Ordinary web users also write the news bulletins on Current. Since October, Current has added amateur news clips to its professional news reports. You can comment on a video report with a video report. Of course you could upload news reports to YouTube, but because it doesn't really have any editorial flow (or any accompanying cable network) your news would get lost there, sitting on your YouTube page, waiting for people to search the relevant tags and keywords. Current is slightly more push than that, slightly more old-school and top-down. But its mixing of different levels of professionalism, and its payments to amateurs, makes for a radical and interesting structure. It kind of reminds me of Fabrica, Benetton's art school-cum-ad agency. If you're selected (based on your portfolio), you can study at Fabrica free. But any work you do there can be used by Benetton's ad agency in its campaigns.

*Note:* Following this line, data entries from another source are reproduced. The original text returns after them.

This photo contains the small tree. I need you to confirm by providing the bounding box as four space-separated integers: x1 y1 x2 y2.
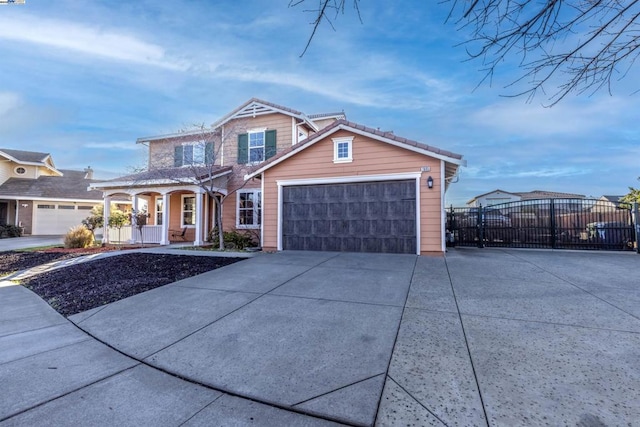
620 177 640 203
82 205 104 241
130 209 149 248
107 209 129 244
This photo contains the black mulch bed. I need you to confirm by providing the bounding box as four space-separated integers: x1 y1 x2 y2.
0 251 85 277
15 253 244 316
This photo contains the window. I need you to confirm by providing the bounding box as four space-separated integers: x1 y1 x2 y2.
238 129 277 164
182 196 196 226
333 137 353 163
156 197 164 225
173 142 214 167
249 132 264 163
236 190 262 228
182 144 204 165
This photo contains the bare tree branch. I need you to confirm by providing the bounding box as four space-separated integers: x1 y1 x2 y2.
289 0 640 105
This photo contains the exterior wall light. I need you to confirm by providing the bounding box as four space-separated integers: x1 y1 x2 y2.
427 176 433 190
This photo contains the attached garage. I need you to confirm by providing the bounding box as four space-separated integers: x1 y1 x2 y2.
282 180 417 254
245 120 466 255
32 201 93 235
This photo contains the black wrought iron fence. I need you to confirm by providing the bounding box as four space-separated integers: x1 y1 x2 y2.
447 199 637 250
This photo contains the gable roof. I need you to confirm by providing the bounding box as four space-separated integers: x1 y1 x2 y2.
600 196 624 203
245 120 467 180
0 170 102 201
136 98 318 144
514 190 585 200
0 148 62 175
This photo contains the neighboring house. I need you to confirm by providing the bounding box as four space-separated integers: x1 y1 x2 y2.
591 196 624 212
467 190 585 207
0 148 102 235
91 98 465 253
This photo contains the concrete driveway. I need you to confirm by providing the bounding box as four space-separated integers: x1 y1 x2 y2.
0 249 640 426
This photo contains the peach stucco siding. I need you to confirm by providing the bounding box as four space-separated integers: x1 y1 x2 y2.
262 130 443 254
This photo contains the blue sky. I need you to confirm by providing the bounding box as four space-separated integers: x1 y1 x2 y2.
0 0 640 205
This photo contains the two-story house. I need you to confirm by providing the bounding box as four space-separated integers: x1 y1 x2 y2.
0 148 102 235
91 99 465 253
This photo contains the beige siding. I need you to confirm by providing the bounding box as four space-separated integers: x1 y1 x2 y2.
0 162 13 185
263 131 442 253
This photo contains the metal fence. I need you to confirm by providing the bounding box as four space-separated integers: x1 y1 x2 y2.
447 199 638 250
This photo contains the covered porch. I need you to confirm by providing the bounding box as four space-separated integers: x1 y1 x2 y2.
92 171 231 246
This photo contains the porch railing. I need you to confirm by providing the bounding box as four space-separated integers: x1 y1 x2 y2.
109 225 162 243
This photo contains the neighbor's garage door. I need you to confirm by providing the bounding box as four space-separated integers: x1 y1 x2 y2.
282 180 416 254
31 202 92 235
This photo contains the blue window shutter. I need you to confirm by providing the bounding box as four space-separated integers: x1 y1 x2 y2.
264 129 276 160
238 133 249 165
204 142 215 165
173 145 183 167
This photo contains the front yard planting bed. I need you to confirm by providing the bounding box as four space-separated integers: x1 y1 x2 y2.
15 253 245 316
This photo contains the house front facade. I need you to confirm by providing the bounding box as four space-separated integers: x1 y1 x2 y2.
0 148 102 235
92 99 465 254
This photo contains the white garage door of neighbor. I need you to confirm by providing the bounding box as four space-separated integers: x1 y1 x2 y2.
31 202 93 235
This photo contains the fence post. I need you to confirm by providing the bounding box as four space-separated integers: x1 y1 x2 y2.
549 199 556 249
476 204 484 248
631 202 640 254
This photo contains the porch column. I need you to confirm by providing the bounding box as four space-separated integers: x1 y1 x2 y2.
160 193 170 245
102 196 111 243
203 193 211 241
129 194 138 243
193 190 203 246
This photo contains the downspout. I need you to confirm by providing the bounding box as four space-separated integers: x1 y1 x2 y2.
440 160 447 253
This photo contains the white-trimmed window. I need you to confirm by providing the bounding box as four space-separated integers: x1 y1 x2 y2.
156 196 164 225
182 143 204 165
180 194 196 227
333 136 353 163
236 190 262 228
249 131 264 163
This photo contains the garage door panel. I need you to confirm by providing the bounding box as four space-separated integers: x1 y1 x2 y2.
282 180 417 253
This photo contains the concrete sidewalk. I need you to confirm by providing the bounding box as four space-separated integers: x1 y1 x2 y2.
0 236 64 252
0 249 640 426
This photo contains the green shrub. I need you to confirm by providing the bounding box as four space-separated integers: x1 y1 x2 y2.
209 228 259 250
64 225 94 249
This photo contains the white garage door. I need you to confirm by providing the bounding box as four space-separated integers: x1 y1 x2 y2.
31 202 93 235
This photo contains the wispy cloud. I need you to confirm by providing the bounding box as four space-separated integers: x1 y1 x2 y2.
0 92 22 117
470 97 625 136
83 141 140 151
0 16 188 70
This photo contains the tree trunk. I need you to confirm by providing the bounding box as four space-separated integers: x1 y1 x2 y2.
213 197 224 251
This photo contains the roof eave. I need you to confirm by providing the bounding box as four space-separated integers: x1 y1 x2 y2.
244 123 467 181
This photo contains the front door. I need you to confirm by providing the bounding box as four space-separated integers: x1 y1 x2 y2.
0 202 9 225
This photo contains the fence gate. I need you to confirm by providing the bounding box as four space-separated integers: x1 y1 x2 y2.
447 199 638 251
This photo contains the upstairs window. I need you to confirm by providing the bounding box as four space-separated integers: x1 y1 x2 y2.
333 137 353 163
249 132 264 163
238 129 276 164
173 142 214 167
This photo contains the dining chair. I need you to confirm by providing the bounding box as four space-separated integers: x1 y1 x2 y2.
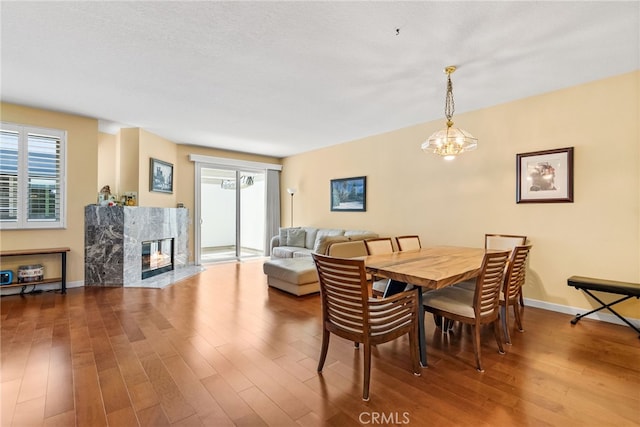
396 235 422 251
423 251 510 372
499 245 531 344
382 235 422 298
364 237 394 297
312 253 420 401
484 233 527 308
455 234 527 294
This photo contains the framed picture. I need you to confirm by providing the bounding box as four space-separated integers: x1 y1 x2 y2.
331 176 367 212
149 158 173 193
516 147 573 203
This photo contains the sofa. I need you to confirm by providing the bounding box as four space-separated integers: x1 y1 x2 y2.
262 227 378 296
270 227 378 259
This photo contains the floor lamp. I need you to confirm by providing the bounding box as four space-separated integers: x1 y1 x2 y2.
287 188 296 227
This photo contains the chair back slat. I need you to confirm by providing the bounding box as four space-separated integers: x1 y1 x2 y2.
396 235 422 251
502 245 531 300
473 251 510 318
364 237 393 255
314 254 368 334
484 234 527 251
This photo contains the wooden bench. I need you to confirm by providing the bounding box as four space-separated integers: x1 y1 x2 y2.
0 248 71 294
567 276 640 338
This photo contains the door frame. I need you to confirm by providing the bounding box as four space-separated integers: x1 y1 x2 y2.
189 154 282 265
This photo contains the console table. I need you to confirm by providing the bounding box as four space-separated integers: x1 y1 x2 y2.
0 248 71 294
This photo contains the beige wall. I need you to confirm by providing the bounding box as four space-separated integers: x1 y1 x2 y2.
138 129 179 208
115 128 140 196
0 103 98 282
96 132 120 190
281 72 640 318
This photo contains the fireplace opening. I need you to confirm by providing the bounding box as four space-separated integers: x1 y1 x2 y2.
142 239 173 279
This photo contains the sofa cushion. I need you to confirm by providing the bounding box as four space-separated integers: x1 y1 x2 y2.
271 246 298 258
344 230 379 240
302 227 318 250
293 248 312 258
287 228 307 248
327 240 367 258
278 227 300 246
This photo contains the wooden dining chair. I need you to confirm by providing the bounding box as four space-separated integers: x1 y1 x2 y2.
364 237 394 297
456 234 527 294
423 251 510 372
484 233 527 308
396 235 422 251
500 245 531 344
312 253 420 401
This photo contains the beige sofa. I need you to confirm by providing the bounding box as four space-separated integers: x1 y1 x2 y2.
270 227 378 259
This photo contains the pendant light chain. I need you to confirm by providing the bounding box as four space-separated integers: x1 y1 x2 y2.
421 65 478 160
444 73 456 127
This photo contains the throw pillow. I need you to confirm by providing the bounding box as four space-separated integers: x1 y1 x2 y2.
313 236 349 255
278 227 300 246
287 228 307 248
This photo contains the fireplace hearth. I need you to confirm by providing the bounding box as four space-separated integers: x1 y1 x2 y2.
84 205 190 287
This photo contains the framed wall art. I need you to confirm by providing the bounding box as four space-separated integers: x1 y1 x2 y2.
516 147 573 203
331 176 367 212
149 158 173 193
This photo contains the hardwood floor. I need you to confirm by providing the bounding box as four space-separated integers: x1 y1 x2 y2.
0 261 640 427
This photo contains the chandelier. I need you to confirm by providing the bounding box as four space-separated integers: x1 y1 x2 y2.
422 65 478 160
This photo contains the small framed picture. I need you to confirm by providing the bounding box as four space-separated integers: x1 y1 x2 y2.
331 176 367 212
516 147 573 203
149 158 173 193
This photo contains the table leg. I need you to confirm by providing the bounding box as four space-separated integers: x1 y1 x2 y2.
60 252 67 294
415 286 427 368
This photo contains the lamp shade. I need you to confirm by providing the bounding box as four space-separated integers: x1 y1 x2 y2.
422 127 478 160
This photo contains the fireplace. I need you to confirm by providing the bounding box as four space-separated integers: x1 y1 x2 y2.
142 239 173 279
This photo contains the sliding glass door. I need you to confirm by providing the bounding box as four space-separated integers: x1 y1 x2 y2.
196 165 265 263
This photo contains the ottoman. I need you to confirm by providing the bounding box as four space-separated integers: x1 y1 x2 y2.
262 257 320 296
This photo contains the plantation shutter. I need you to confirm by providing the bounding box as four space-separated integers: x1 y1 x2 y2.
27 133 61 221
0 130 19 223
0 122 66 229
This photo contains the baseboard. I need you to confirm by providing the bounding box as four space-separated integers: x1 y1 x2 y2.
0 280 84 296
524 298 640 328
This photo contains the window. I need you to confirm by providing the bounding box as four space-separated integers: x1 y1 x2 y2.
0 122 66 229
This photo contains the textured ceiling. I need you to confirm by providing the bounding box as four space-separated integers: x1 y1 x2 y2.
0 1 640 157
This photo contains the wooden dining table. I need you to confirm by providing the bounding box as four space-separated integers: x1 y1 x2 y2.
364 246 496 367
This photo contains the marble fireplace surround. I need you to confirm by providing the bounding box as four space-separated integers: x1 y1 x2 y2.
84 205 202 287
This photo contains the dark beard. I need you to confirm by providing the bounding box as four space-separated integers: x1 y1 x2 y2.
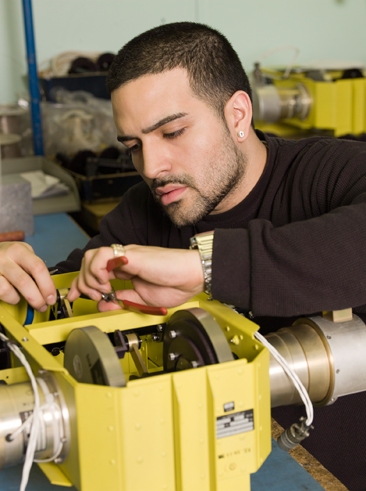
151 136 246 228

Current has some interesting reports made by professional producers. Scribes of Bollywood, for instance, looks at the scriptwriting hopefuls who hang around the Mumbai film studios hoping to sell a script for a paltry $5000 or so -- or even have the "privilege" of seeing their ideas stolen for no money at all. Billy the Racist looks at an anti-discrimination campaign that ran in Denver recently, only to provoke complaints that it was, itself, racist: the only negative character was a white guy.

Producers making these reports get paid $2,500 for them. That sounds okay, but Current has a currency problem: the dollar's purchasing power is shrinking. As the International Herald Tribune reports, some producers based outside the US are starting to feel that it's hardly worth the effort.

"Josh Soski moved from San Francisco to Barcelona in September to start a freelance video production company that supplies clients like Current TV in the United States with short video features on European stories," the newspaper reports. "These days, he said, he finds himself sitting on his bed, with his head in his hands, obsessively checking currency rates on his laptop. "They pay us $2,500 for a piece, and you cash it in and it's €1,400 or less. That's shocking," said Soskin, who finds himself debating whether to splurge on a €3.50 bottle of water at the airport or indulge in a can of his favorite Mexican black beans at €4."

"To survive and hedge currencies, Soskin is now scouting for European clients who will pay him in euros. Other self-employed workers - from medical translators to online entrepreneurs - are simply cutting off their American clients because it is no longer worth working for them."

America -- home of strong ideas and a weak currency. It wouldn't have happened under Gore.